The United States’ Antitrust Laws Can’t Match Saudi Aramco
Congress should pass NOPEC to give America a fighting chance against oil cartels.
Saudi Arabia’s national oil company, Saudi Aramco, is behaving in an increasingly anti-competitive manner, underscoring the urgent need for the United States to tighten its antitrust laws before U.S. energy security is imperiled.
Saudi Arabia’s national oil company, Saudi Aramco, is behaving in an increasingly anti-competitive manner, underscoring the urgent need for the United States to tighten its antitrust laws before U.S. energy security is imperiled.
In January, Aramco turned to the international bond market to fund its purchase of a stake in the Saudi petrochemicals giant Sabic. In doing so, it had to open its books for the first time and confirm that it is the most profitable corporation in the world. In 2018, it made profits of $111 billion, as much as Apple, Google, and ExxonMobil combined. The cost to the company of extracting oil is just $2.80 a barrel, less than half of its nearest rival.
Although founded by Standard Oil in 1933, Aramco has kept its finances a closely guarded secret since the Saudi government expropriated the company in the 1970s. Since then, the company has acted as a revenue-generating arm of the Saudi government, raising funds for Riyadh to use on domestic priorities such as social and defense spending.
Underpinning the company’s success has been Saudi Arabia’s status as the de facto leader of OPEC, which influences oil prices by leveraging its members’ vast reserves to manipulate global supply. Thanks to OPEC cuts, for example, U.S. crude prices jumped 25 percent in the first two months of 2019—oil’s best-ever start to a year.
The company’s debut on the international bond market, though, shows disregard for antitrust norms. For Riyadh to access the billions of dollars a bond sale would produce, Saudi Aramco has to act like any normal international company would by publishing a prospectus with risks, revenues, and performance histories. Yet unlike free-market, profit-maximizing U.S. oil majors like ExxonMobil or Chevron, Saudi Aramco has to abide by Riyadh’s priorities.
Adding insult to injury, OPEC nations rely on the U.S. military to police global oil supply lines, ensuring the safe delivery of their product. This costs American taxpayers at least $81 billion every year, risking U.S. military lives in the process. In short, Americans are subsidizing the spending of nations that do not necessarily share U.S. strategic priorities.
But the U.S. Congress has a solution at its fingertips. It could pass the No Oil Producing and Exporting Cartels Act (NOPEC), which would amend the Sherman Act—the antitrust statute used to break up the Standard Oil monopoly—so that OPEC and its members can no longer operate their oil companies as both private firms and public resources.
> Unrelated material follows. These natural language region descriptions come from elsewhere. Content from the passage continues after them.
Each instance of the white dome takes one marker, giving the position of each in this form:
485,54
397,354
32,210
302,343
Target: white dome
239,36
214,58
Introduced with bipartisan support in the Senate by Iowa Republican Sen. Chuck Grassley and in the House by Ohio Republican Rep. Steve Chabot, NOPEC proposes a relatively moderate application of U.S. antitrust law to OPEC and other countries that collude on oil prices. It gives the U.S. Department of Justice the discretion to sue OPEC or its member nations as warranted. (Right now, they would only be subject to private litigation.)
OPEC is already wary of the act. On the advice of its lawyers, the cartel has stopped discussing prices in public, preferring to talk vaguely about market stability instead. Similarly, in its bond prospectus, Saudi Aramco listed NOPEC as a business risk, noting that it had successfully avoided the consequences of its anti-market actions in the past.
For as long as the United States relies on oil to fuel the transportation sector, the country’s economic and national security will remain threatened by oil price volatility and market manipulation, no matter how much oil and natural gas it produces at home.
OPEC’s market manipulation cost American consumers $3.4 trillion between 1970 and 2015. And that is beyond the aforementioned $81 billion annually to ensure the security of the world’s oil supply. NOPEC will give the U.S. attorney general a critical tool to hold the cartel and its member nations to account, ensuring a fairer and more transparent oil market. And that can only help the U.S. energy sector and economy more broadly.
Gen. John Handy is the former commander of the U.S. Transportation Command and a member of the Energy Security Leadership Council, a project of Securing America’s Future Energy.